I like friends who have independent minds because they tend to make you see problems from all angles. ~Nelson Mandela, From Nelson Mandela by Himself: The Authorised Book of Quotations, 2011
Who do you want to join you on your creative journey?
Make a list of people who can help with one or more parts of your project. Schedule a low-key, brainstorming conversation with the one who will be the most help at the beginning of your journey. Make appointments for weeks or months away with friends who can help later in the process. Those appointments will motivate you to do the preparatory work.In a time of social distancing, some of your friends may be thrilled to be asked for their input or to simply share in your enthusiasm. Make a phone call, set up a video chat, or send them an email.
For some projects, imaginary friends are more useful than real ones. Imaginary friends are wasted on the young.
If your idea feels fragile, it can be better to work through it with imaginary friends than with real people who might, unwittingly, say something that discourages you.

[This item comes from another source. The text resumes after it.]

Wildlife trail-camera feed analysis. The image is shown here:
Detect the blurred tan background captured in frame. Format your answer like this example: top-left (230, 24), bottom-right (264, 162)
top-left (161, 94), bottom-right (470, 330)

You can give your imaginary friend specific expertise that none of your real friends possess. Those imaginary friends can form committees that you could never pull together in your real life – convene a meeting and take notes.
Here are some friends that you can invent to help with your project:
- Someone who has previously completed a similar project
- Someone who is super artistic
- Someone who is super organized
- Someone who is very old and wise
- Someone who is very young and fresh
- Someone who monitors your physical health
- Someone who intuits your emotional health
- Someone who understands how your unique mind works
- Someone who cares for your soul
Give your imaginary friends names, suitable professions, and homes or workplaces where you can visit. Ask them what they have to offer at this stage in your project.
We’re all wiser than we think we are. Put that wise part of yourself in an imaginary friend and have a conversation. Write it out as dialogue.
Friends, whether real or imaginary, bring a perspective to your journey that is only available through them. As Nelson Mandela advised, let your friends provide you with new angles on the situation. Your creative journey will be richer for the variety.
What friends can you call on or make up to accompany you on your creative journey?
Lovely idea! I write physical letters because I’ve found people really enjoy getting something in the mail. Especially the elderly who aren’t computer savvy.
I’m also reaching out to a person who crafts for advice on a blanket I’m working on.